Perkuat Layanan Ketenagakerjaan, Menaker Lantik 13 Pejabat Eselon II

IMG 20260408 WA0003JAKARTA- bekasitoday.com– Menteri Ketenagakerjaan Yassierli resmi melantik dan mengambil sumpah jabatan 12 Pejabat Pimpinan Tinggi Pratama di lingkungan Kementerian Ketenagakerjaan pada Selasa (7/4/2026). Pelantikan ini menjadi bagian dari langkah strategis pemerintah dalam memperkuat kualitas layanan ketenagakerjaan nasional.

Acara pelantikan turut dihadiri oleh Wakil Menteri Ketenagakerjaan Afriansyah Noor. Dalam kesempatan tersebut, Menaker menegaskan bahwa pengisian jabatan memiliki peran krusial karena berkaitan langsung dengan pelayanan kepada masyarakat, khususnya pekerja, pencari kerja, dan dunia usaha.

Dari total pejabat yang dilantik, sebanyak 11 orang merupakan hasil seleksi terbuka, sementara satu pejabat lainnya berasal dari mekanisme mutasi antarinstansi. Proses ini, menurut Yassierli, mencerminkan komitmen Kemnaker dalam menjunjung tinggi prinsip transparansi, akuntabilitas, dan profesionalisme dalam pengelolaan aparatur sipil negara (ASN).

“Jabatan adalah kepercayaan. Jabatan adalah sarana untuk memberikan pelayanan, menghadirkan dampak, dan meninggalkan legacy bagi bangsa. Jabatan juga merupakan bentuk pengorbanan, “ujar Yassierli dalam sambutannya.

Ia menambahkan, sektor ketenagakerjaan saat ini menghadapi tantangan yang semakin kompleks, seiring besarnya jumlah angkatan kerja nasional yang mencapai 155,27 juta orang. Selain itu, perkembangan teknologi informasi turut mendorong meningkatnya ekspektasi masyarakat terhadap kualitas layanan pemerintah.

Dalam konteks tersebut, Yassierli meminta para pejabat yang baru dilantik untuk menghadirkan pelayanan publik yang responsif, adaptif, dan berdampak nyata. Kinerja mereka dinilai akan menentukan kualitas layanan di berbagai sektor strategis, mulai dari pasar kerja, pelatihan vokasi, hingga penyelesaian perselisihan hubungan industrial.

“Ini menjadi tantangan yang tidak mudah. Karena itu, saya meminta seluruh jajaran, terutama pejabat yang baru dilantik, untuk memberikan pelayanan terbaik kepada masyarakat, “tegasnya.

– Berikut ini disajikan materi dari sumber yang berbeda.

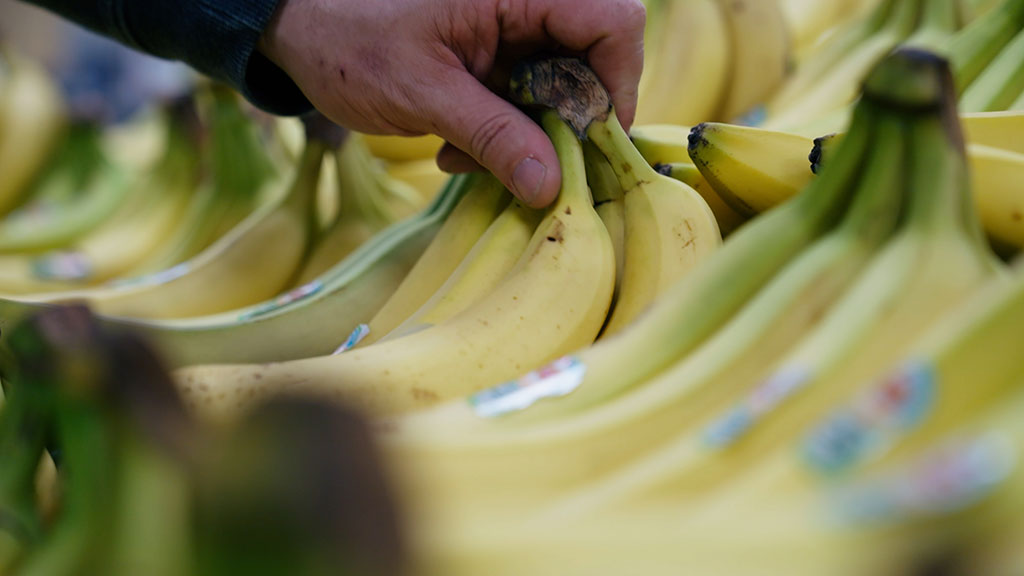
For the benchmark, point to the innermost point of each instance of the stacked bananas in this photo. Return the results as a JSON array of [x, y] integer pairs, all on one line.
[[136, 486], [605, 385]]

Lebih lanjut, ia memaparkan tujuh tantangan utama yang dihadapi Kemnaker, di antaranya penguatan keterkaitan (link and match) antara dunia kerja dan pelatihan vokasi, penyediaan pekerjaan layak dan inklusif, pembaruan regulasi ketenagakerjaan, serta penegakan norma dan keselamatan kerja.

Selain itu, pengembangan sistem informasi pasar kerja melalui platform SiapKerja juga menjadi fokus utama. Platform ini diharapkan mampu meningkatkan akses dan transparansi informasi ketenagakerjaan bagi masyarakat luas.

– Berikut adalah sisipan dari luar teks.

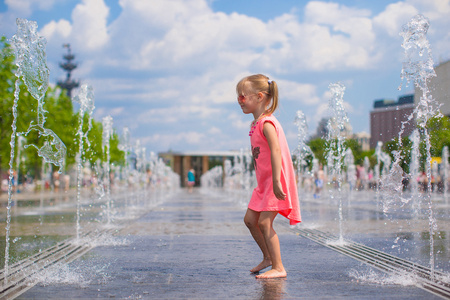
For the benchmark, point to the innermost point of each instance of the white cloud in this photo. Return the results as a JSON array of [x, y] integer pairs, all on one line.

Sebagai respons atas berbagai tantangan tersebut, Kemnaker tengah menjalankan enam agenda transformasi, antara lain memperkuat kepercayaan publik, mentransformasi layanan berbasis kebutuhan masyarakat, meningkatkan kompetensi tenaga kerja melalui program upskilling dan reskilling, serta mendorong hubungan industrial yang harmonis dan berkeadilan.

Adapun pejabat yang dilantik di antaranya Irma Puspita sebagai Kepala Biro Keuangan dan Barang Milik Negara serta R. Nurhidajat sebagai Kepala Pusat Pasar Kerja, bersama sejumlah pejabat strategis lainnya di berbagai bidang.

Pelantikan ini diharapkan menjadi momentum penting dalam memperkuat reformasi birokrasi di tubuh Kemnaker, sekaligus meningkatkan kualitas layanan ketenagakerjaan yang adaptif terhadap dinamika pasar kerja, baik di tingkat nasional maupun global.(Nr).